World Music: Dubstep
For me and most of my peers, music was an extremely important part of growing up. It helped give us social identity, credence and frankly something to talk about and yet with it being such a huge part of most modern adolescence lives, the music that was popular and well known did not, in most cases, vary from certain formulas. The consumer society that typifies the west makes ones taste in music part of ones cultural identity. If you embrace emotional rock, you’re an emo and thus are expected to wear dark clothing, too much eyeliner and sport a fringe. If you embrace heavy metal you’re expected to be surgically attached to your band hoodie and exchange visits to the hairdressers for visits to the tattoo parlour, and if you’re an indie kid then skinny jeans, cardigans and clear glass heavy rimmed glasses are, again, what is expected of you. This kind of culture in the West, where our music taste will undoubtedly help dictate how we dress, what we say and who we spend time with, it is very difficult to find the opportunity to listen to music from other genres, cultures and countries.

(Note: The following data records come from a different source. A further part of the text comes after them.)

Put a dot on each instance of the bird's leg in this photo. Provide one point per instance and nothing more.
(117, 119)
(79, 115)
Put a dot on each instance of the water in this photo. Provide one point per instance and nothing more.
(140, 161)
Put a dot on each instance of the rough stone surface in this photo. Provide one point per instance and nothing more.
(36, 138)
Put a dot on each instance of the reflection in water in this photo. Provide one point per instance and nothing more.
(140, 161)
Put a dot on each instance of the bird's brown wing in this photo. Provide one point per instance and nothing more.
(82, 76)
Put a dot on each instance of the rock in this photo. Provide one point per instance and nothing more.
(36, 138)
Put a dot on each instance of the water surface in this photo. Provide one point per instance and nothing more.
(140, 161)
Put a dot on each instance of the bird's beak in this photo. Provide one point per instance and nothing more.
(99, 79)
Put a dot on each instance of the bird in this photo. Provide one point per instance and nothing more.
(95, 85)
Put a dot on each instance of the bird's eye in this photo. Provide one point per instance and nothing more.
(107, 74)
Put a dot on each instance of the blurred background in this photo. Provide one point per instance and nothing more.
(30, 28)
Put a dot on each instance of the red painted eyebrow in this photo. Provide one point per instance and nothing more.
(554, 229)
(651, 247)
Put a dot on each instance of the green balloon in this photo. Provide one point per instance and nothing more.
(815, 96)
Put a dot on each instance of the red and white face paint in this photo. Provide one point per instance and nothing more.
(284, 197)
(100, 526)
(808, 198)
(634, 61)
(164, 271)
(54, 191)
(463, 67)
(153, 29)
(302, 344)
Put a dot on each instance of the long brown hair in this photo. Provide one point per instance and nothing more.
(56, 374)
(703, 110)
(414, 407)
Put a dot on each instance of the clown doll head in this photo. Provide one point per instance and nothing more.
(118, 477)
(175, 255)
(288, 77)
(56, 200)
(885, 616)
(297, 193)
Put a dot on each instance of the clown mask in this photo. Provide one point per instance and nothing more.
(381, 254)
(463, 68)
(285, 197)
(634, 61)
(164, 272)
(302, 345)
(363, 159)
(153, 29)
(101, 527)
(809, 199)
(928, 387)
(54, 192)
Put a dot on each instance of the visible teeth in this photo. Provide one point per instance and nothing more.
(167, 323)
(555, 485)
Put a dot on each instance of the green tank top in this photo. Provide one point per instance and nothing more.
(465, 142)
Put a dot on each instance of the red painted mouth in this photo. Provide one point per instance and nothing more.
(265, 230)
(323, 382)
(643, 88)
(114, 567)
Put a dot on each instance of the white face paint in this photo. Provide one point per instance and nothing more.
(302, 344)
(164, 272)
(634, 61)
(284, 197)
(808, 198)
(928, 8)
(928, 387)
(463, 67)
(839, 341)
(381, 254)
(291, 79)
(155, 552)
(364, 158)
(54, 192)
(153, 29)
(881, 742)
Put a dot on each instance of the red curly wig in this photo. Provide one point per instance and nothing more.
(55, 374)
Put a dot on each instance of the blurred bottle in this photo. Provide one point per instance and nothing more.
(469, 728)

The rise of mainstream dubstep, however, bought the melding of different musical genres to the forefront of the adolescent consciousness, and has allowed adolescents to embrace music and artist from across the globe, simply though accessibility. Transnationally, as music has developed across the world, for those of us born and bred in countries like England and America, it was difficult sometimes to hear works from places like Brazil, Turkey and South Africa, but dubstep labels and even simple online appreciation organisations such as the much acclaimed Generation Bass (http://generationbass.com/) spend there time researching and embracing music that would otherwise receive little or no acclaim in the west. Dubstep, remixing as it does songs or even riffs familiar to most Western adolescent’s ears with themes, ideas and even instruments that are new to them, allows one to come across different forms of music in a modern Western context. Though of course the influences of the east, of Africa and of nearly every country in the world can be found in some Western music if looked for hard enough, never before has there been a forum in which the melting pot between cultures is so blatant, and indeed is heralded as that which defines the genre. This popularity has allowed musicians from other countries to market and promote their music, as finally there is a niche available to them that is both a popular and profitable platform fro m which to showcase their work, Peruvian band Barrio Calavera being a perfect example of this, their mixer Luis ‘Wicho’ Garcia becoming acclaimed on the dubstep scene, and marketing their now freely online available album as a ‘mash up,’ a mixture of dance, reggae, chicha, rock and ska, being another genre which has made a resurgence during the rise of dubstep.
In conclusion, the recent developments in electronic music and rise of dubstep have enabled transnational works to be available on a more mainstream and accessible scale, marking a new stage in the growth of the music business.